The report by Professor Wolfgang Irrek and Professor Michael Vorfeld at the Hochschule Ruhr West University of Applied Sciences says Germany faces the most expensive and biggest demolition program in the country's history.
The energy companies have set aside around $42 billion for decommissioning and disposal — money paid through the electricity price, by the German consumer. The "nightmare scenario", the report says, is that these funds are nowhere near enough.
The report concludes that the German taxpayer must be quickly and comprehensively protected against the eventuality that the major power companies eventually pass on the financial responsibility for nuclear decommissioning and nuclear waste disposal to the general public.
Four years on from Fukishima, Germany is finally realizing the huge costs associated with the dismantling of its entire nuclear infrastructure.
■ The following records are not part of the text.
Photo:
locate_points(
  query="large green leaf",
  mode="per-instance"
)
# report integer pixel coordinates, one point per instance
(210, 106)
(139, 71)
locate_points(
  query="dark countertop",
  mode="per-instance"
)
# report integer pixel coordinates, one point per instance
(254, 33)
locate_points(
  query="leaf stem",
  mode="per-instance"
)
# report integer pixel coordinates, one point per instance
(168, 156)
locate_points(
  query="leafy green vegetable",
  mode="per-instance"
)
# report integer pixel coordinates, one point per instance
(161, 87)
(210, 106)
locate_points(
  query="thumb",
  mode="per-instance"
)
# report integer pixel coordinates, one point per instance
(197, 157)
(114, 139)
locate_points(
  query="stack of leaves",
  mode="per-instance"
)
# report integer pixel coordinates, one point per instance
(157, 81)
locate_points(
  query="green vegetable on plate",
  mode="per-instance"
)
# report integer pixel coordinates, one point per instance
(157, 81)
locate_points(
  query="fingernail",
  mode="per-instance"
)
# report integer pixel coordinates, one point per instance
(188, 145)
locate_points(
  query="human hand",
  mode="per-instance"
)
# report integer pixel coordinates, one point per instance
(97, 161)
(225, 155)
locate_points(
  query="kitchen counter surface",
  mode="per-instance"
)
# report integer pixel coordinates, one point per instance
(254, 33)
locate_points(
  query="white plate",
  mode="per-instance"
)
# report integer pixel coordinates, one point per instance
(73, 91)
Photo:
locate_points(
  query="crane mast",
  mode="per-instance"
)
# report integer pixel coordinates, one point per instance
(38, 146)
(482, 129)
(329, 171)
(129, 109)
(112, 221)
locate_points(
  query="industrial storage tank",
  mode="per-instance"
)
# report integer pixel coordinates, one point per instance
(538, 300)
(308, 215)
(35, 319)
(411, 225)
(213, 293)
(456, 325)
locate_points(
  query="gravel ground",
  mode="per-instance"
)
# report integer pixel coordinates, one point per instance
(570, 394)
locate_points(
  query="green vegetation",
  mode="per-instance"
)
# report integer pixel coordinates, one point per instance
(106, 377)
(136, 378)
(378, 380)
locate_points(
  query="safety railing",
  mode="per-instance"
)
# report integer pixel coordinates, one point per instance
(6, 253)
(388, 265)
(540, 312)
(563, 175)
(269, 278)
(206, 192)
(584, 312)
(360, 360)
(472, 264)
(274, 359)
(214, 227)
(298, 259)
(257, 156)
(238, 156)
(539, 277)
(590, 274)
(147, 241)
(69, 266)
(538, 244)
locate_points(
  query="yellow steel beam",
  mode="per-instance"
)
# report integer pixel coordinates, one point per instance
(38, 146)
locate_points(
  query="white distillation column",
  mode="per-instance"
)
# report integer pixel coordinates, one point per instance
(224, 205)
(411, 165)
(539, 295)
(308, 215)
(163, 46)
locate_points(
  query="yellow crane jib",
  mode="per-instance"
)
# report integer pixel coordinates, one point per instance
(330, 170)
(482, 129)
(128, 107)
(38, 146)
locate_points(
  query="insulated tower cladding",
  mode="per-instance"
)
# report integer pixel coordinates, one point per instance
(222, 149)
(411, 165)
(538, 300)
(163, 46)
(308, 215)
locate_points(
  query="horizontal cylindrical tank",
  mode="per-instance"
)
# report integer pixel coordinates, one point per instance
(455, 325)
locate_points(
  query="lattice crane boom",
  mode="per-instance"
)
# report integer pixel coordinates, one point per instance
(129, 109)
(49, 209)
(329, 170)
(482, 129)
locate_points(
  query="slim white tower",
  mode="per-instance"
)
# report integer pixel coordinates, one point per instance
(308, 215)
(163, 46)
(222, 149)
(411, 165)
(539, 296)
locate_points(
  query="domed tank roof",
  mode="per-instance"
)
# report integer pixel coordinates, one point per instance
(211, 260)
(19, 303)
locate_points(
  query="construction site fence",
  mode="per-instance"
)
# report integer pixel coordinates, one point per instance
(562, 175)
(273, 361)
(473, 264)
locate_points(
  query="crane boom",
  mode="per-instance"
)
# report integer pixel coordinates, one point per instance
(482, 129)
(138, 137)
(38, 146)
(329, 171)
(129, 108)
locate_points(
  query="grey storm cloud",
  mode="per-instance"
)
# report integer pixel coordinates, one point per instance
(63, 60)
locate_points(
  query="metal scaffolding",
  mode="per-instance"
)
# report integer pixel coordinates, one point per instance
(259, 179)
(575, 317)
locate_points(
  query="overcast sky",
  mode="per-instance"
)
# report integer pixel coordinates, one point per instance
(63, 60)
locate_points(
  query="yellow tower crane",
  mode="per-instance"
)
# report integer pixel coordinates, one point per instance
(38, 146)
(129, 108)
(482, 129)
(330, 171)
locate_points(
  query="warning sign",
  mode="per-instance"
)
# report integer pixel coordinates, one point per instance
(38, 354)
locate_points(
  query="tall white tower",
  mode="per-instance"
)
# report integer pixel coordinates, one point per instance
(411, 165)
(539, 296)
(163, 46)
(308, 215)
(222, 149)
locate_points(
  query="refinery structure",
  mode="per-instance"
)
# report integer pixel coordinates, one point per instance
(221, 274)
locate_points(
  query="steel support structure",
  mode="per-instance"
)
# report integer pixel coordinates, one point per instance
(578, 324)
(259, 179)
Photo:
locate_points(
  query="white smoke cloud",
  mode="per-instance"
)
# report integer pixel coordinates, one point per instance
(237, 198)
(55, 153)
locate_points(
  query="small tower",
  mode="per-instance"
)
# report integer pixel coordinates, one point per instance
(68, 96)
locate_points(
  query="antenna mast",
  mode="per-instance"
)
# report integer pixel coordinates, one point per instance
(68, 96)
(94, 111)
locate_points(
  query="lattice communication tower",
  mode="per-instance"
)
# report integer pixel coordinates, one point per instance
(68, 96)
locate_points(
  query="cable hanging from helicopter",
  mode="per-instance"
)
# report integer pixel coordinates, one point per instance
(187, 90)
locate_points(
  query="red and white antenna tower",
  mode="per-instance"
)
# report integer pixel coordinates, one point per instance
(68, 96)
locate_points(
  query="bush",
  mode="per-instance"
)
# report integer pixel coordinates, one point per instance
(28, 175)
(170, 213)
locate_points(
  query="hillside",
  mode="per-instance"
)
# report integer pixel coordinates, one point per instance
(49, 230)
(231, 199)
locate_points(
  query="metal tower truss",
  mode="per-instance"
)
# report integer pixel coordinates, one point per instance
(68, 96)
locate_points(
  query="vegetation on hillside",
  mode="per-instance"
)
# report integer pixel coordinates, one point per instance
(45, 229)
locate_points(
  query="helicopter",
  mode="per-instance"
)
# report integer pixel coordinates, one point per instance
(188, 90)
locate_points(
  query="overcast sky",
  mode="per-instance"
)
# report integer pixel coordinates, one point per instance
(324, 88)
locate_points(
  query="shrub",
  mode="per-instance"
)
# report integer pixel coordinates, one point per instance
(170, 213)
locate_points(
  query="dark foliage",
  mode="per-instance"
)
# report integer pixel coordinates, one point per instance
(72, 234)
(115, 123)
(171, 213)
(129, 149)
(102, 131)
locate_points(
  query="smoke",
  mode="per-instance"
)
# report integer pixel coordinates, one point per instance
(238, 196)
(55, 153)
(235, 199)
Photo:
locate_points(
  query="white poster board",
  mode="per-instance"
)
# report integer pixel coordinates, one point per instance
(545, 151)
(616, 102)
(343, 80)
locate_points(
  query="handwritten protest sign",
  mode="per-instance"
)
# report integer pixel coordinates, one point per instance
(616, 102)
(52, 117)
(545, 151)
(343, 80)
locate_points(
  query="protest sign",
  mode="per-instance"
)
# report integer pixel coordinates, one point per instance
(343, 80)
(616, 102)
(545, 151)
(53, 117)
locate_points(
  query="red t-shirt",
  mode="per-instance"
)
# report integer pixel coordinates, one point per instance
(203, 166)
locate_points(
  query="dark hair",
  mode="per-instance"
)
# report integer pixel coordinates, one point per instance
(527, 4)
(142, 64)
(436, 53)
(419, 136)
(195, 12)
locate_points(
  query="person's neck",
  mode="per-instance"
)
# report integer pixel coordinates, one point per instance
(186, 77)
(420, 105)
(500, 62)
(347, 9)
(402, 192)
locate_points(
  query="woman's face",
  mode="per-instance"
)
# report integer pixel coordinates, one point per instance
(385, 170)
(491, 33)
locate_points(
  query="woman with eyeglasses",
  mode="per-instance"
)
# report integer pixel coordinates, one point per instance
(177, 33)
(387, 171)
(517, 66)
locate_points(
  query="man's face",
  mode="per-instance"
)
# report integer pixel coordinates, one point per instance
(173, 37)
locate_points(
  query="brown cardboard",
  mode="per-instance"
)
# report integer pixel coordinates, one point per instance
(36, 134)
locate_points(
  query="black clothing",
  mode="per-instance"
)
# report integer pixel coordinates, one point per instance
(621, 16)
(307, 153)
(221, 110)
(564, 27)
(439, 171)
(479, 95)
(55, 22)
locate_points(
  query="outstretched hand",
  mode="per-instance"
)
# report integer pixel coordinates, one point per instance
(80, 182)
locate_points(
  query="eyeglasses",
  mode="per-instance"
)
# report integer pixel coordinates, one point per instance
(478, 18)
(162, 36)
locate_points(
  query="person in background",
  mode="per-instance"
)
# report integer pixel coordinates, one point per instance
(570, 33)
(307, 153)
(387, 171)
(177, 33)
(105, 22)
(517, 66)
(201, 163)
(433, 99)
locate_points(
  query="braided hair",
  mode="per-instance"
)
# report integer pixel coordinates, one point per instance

Its plan, "decommissioning to greenfield" involves the disposal of nearly half a million tons of steel and concrete seventeen times over.
The report says the big energy companies — such as Eon and RWE — are already struggling financially with the nuclear switch off and the cost of decommissioning will have to come from consumers for decades to come.
With revenues from nuclear power stations gone, the companies are striving to find a new economic model and the report raises fears that the German Government may be forced to step in and bear the burden of decommissioning, which could take decades.
In Berlin, the report once again raises questions over the wisdom of the knee-jerk reaction to phase out nuclear and its long-term consequences for the public purse.
Europe's Nuclear Headache
The issue is not confined to Germany. In France, after revealing record losses in 2014 of $5.4 million, it was announced that Areva NP — the nuclear division of French government owned Areva — is to be sold to the largely state-owned EDF. Areva and EDF on Wednesday reached an agreement on the broad outlines of a cooperation deal between the two state-controlled companies.
Areva's joint venture with Siemens, building Finland's biggest nuclear reactor, reported a further delay to the start of the project, which will be pushed back to late 2018 — almost a decade later than originally planned.
That, in turn, means further problems for the UK plant at Hinkley Point. EDF's planned takeover of Areva NP for $3 billion will mean a shake-up in the shareholder structure of Britain's first new nuclear plant to be built in a generation.